Ketiga, sebagai pihak yang berkhianat, Anda harus berjiwa besar dan bersikap ekstra sabar. Bukan tidak mungkin pasangan masih menampilkan respons-respons tidak menyenangkan sesekali meski peristiwanya telah lama berlalu. Ini adalah konsekuensi yang harus diterima. Anggaplah sebagai kewajiban Anda untuk mengatasi kekacauan yang telah Anda lakukan.
Keempat, terkait dengan poin ketiga, Anda harus rajin meminta maaf. Dalam hubungan yang telah dinodai dengan pengkhianatan, permintaan maaf tidak cukup hanya sekali saat ingin memulai perbaikan hubungan. Melainkan harus berulang kali setiap pasangan terluka karena mengingat kembali peristiwa itu. Perlu diingat bahwa memaafkan adalah sebuah proses yang membutuhkan waktu lama. Sepanjang proses itu, butuh dukungan dari pihak yang meminta maaf.
Kelima, menerima dan memahami bukan berarti Anda pasrah terhadap semua kemarahan pasangan. Ada saatnya Anda juga harus menyadarkan pasangan jika respon negatifnya sudah keterlaluan. Misalkan, jika pasangan malah mengungkit kesalahan Anda saat Anda melakukan hal positif. Ingatkan ia akan tujuan Anda berdua untuk memperbaiki hubungan. Mintalah ia untuk menghargai usaha yang telah Anda lakukan.
Sementara itu, bukan berarti pihak yang dikhianati bisa dengan leluasa menampilkan respons-respons negatif kepada pasangan. Benar bahwa pasangan Anda telah melakukan kesalahan. Namun bukan berarti Anda pantas menghukumnya sepanjang sisa hidupnya bersama Anda. Apa yang sebaiknya dilakukan pihak yang dikhianati?
Pertama, bukan hanya pihak yang berkhianat yang perlu memahami dampak pengkhianatan terhadap pasangannya. Tetapi pihak yang dikhianati juga harus memahami dampak responsnya terhadap pasangannya. Jika memang pasangan sungguh merasa bersalah dan ingin memperbaiki hubungan, sikap mengungkit kembali malah akan membuat dirinya terus terpapar pada kesalahan yang ia lakukan. Kekhilafan yang pernah dilakukan terus diputar di hadapannya.

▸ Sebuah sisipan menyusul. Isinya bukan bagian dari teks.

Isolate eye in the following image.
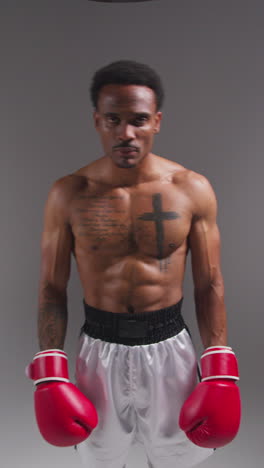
[107,115,119,123]
[135,115,148,125]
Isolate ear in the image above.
[93,110,100,130]
[154,111,162,133]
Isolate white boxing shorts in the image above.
[73,300,214,468]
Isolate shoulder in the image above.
[46,171,89,215]
[173,166,217,218]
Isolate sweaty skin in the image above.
[38,85,226,349]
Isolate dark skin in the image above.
[38,85,226,349]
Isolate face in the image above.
[94,85,162,168]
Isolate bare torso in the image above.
[68,155,193,313]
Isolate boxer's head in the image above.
[90,60,164,168]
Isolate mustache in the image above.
[114,145,138,151]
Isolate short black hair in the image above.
[90,60,164,111]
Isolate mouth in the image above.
[115,148,138,156]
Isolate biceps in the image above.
[189,220,222,290]
[41,226,73,291]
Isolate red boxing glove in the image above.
[179,346,241,448]
[26,349,98,447]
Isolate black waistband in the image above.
[81,298,185,346]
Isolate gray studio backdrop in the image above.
[0,0,264,468]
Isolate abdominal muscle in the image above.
[76,252,185,313]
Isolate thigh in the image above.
[135,329,213,468]
[75,334,135,468]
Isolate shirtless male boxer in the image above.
[27,60,240,468]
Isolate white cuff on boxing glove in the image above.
[201,346,239,382]
[26,349,70,385]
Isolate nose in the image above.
[117,122,135,141]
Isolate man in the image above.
[28,61,240,468]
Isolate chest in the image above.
[71,186,191,258]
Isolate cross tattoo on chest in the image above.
[138,193,180,268]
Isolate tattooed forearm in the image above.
[38,286,68,350]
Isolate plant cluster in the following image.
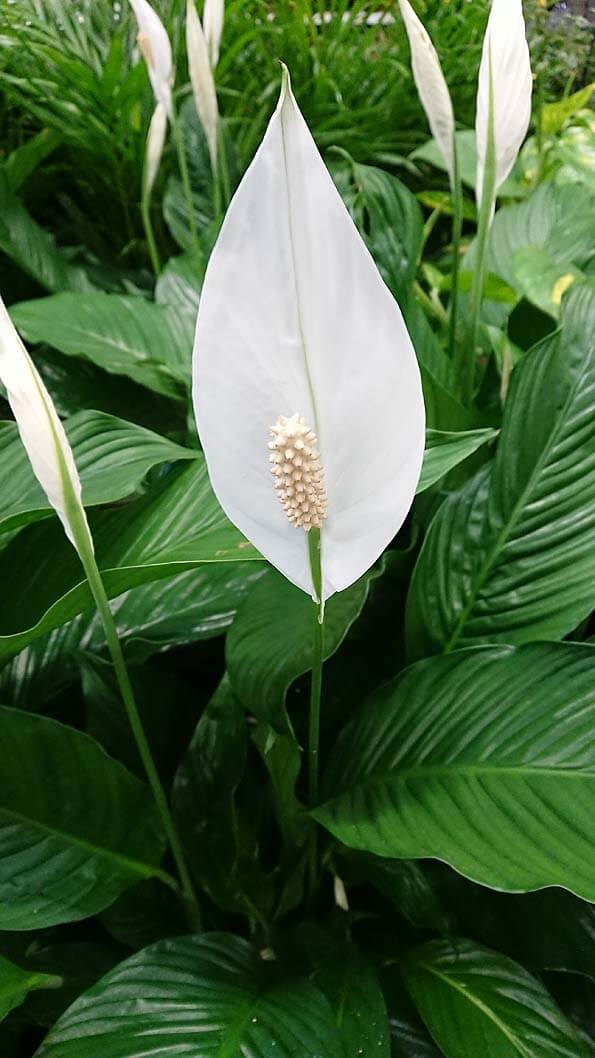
[0,0,595,1058]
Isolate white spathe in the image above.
[0,297,93,550]
[193,73,425,599]
[399,0,454,187]
[186,0,219,169]
[475,0,533,205]
[125,0,174,118]
[202,0,226,70]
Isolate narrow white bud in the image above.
[269,415,326,532]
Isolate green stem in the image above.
[448,138,463,359]
[172,102,201,266]
[462,55,495,404]
[76,524,201,931]
[141,187,161,278]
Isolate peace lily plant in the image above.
[399,0,533,401]
[193,68,425,801]
[0,297,200,927]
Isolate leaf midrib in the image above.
[0,805,164,886]
[444,344,591,654]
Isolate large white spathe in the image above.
[125,0,174,118]
[0,297,93,551]
[193,74,425,599]
[399,0,454,187]
[475,0,533,205]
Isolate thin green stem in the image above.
[461,55,495,404]
[172,102,201,265]
[141,190,161,278]
[448,138,463,359]
[72,532,201,931]
[308,529,324,899]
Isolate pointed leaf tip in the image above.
[193,71,425,599]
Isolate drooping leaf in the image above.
[314,643,595,899]
[11,293,191,399]
[0,706,163,930]
[0,458,259,661]
[402,938,584,1058]
[0,955,61,1021]
[226,566,382,734]
[36,933,343,1058]
[407,284,595,657]
[417,430,498,493]
[0,412,197,532]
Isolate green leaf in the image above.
[0,706,167,930]
[402,938,583,1058]
[36,933,343,1058]
[0,172,93,292]
[0,955,61,1021]
[0,412,198,532]
[314,643,595,900]
[407,284,595,657]
[0,458,260,661]
[541,84,595,135]
[11,293,192,400]
[226,567,382,734]
[416,430,498,493]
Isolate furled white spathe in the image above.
[0,289,93,551]
[202,0,226,70]
[186,0,219,169]
[475,0,533,204]
[399,0,454,187]
[193,73,425,599]
[125,0,174,118]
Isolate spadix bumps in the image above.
[193,74,425,600]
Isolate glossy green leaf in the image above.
[0,172,93,292]
[407,284,595,657]
[313,947,391,1058]
[11,293,191,399]
[314,643,595,900]
[417,430,498,493]
[0,706,163,930]
[0,412,198,532]
[36,933,343,1058]
[402,938,583,1058]
[226,566,382,733]
[0,955,61,1021]
[0,458,260,661]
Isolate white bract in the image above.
[0,297,93,552]
[186,0,219,168]
[399,0,454,187]
[475,0,533,205]
[193,73,425,599]
[125,0,174,118]
[202,0,226,69]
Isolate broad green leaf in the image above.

Hal ini dapat membuatnya merasa malu pada diri sendiri dan seolah tidak dapat memperbaiki lagi. Perlu diketahui bahwa pasangan yang benar-benar menyadari kesalahannya akan merasa jijik jika mengingat kesalahan yang pernah ia lakukan. Oleh sebab itu sedapat mungkin, ia justru menghindari untuk mengingat kesalahannya, yang juga menjadi simbol kegagalan buatnya.
Kedua, berpikir positif dan hargai semua upaya yang telah dilakukan pasangan. Tinggalkan masa lalu, dan berfokuslah pada masa kini dan yang akan datang. Jangan berpikir dulu tidak bisa dan sekarang bisa. Justru lihatlah itu sebagai upaya yang dilakukan pasangan. Tidak mudah bagi seseorang untuk berubah menjadi lebih baik. Jika pasangan kini dapat melakukannya, terimalah dengan senang hati. Ketimbang menyesali, lebih baik bersyukur karena pengkhianatan itu telah membawa kebaikan.
Ketiga, buatlah kesepakatan dengan pasangan. Mintalah pasangan melakukan sesuatu saat Anda teringat kembali akan kesalahan yang ia lakukan. Misalnya ia harus meminta maaf, menggenggam tangan Anda, atau memeluk Anda. Tetapi kesepakatan ini harus dijalankan. Jangan sampai setelah pasangan melakukan sesuai kesepakatan, Anda tidak menghentikan sikap negatif itu.
Keempat, ingatlah kembali tujuan Anda semula saat memutuskan untuk melanjutkan hubungan. Rasa ingin membalas dendam, mengungkit kesalahan pasangan, dan respons negatif lainnya malah akan membuat situasi semakin memburuk. Tidak ada celah bagi pasangan untuk memperbaiki diri jika Anda hanya memancing pertengkaran demi pertengkaran. Padahal perlu Anda ketahui bahwa tidak ada yang lebih indah bagi orang yang pernah berbuat salah selain diberikan kesempatan kedua.
Jika kedua belah pihak saling memahami dan mau melakukan perannya masing-masing, hubungan pascapengkhianatan bukan tidak mungkin menjadi lebih indah dibanding sebelumnya. Selamat memperbaiki relasi Anda dengan pasangan. Semoga pahitnya pengkhianatan dapat membawa Anda ke dalam manisnya cinta dan kesetiaan.